In recent years we've seen a number of similar concepts. In
1966, Woody Allen released a movie called "What's Up Tiger Lily?" in which he threw out the soundtrack of a
horrible Japanese spy movie and dubbed in his own satirical
soundtrack, creating a vaguely MST3K-like experience. (The original movie, for
the record, was 1964's "Kagi No Kag" -- English translation:
"Key of Keys.")
That same concept -- dubbing new dialog over old movies --
was used in the 1980s for a syndicated TV series called
"Mad Movies with the L.A.
Connection." When The L.A.
Connection performed live, they did so from the front row of
an L.A. theater. There are reports of underground comedy
teams in San Francisco and Los Angeles in the late 1960s who
experimented with humorous commentary of movies, etc.

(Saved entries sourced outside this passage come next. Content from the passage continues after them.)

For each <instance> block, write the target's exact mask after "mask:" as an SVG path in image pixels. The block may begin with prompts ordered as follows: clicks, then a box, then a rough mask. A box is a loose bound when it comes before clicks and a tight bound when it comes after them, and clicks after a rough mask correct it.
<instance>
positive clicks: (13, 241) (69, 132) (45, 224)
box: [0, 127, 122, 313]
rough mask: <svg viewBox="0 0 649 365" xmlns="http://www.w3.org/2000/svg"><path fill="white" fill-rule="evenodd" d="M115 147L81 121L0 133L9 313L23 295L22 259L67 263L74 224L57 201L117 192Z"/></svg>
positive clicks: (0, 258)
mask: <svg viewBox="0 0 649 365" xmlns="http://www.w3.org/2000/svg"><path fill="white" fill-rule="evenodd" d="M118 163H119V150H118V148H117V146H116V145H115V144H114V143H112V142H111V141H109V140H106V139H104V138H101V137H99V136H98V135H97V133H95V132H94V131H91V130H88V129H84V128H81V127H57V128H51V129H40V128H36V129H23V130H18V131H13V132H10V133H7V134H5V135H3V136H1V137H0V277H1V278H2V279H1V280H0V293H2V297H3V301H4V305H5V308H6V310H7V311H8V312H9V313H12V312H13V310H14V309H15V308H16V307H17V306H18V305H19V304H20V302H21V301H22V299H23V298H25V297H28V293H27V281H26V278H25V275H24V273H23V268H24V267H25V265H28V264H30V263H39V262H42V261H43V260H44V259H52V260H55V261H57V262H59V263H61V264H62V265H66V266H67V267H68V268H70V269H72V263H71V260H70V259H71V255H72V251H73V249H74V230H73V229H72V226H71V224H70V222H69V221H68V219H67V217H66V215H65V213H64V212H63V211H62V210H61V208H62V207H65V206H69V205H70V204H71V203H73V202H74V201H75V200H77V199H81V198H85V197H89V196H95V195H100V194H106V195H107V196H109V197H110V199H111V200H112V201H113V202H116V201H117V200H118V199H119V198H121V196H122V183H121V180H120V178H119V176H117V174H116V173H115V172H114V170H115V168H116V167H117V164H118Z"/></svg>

There was also the 1982 movie, "It Came From Hollywood," in which Dan Ackroyd, John Candy, Cheech
and Chong, Gilda Radner and others provided comical
narration to clips from several B-grade films.
Of course, the "Rocky
Horror Picture Show"
phenomenon should be mentioned.
And from around the country, viewers report that the hosts
of local-station "Monster Chiller Horror Theater" type shows
would often mock the movies they were showing in one way or
another, sometimes while the movie was playing, though never
quite in the way MST3K
does, and certainly not with as much success.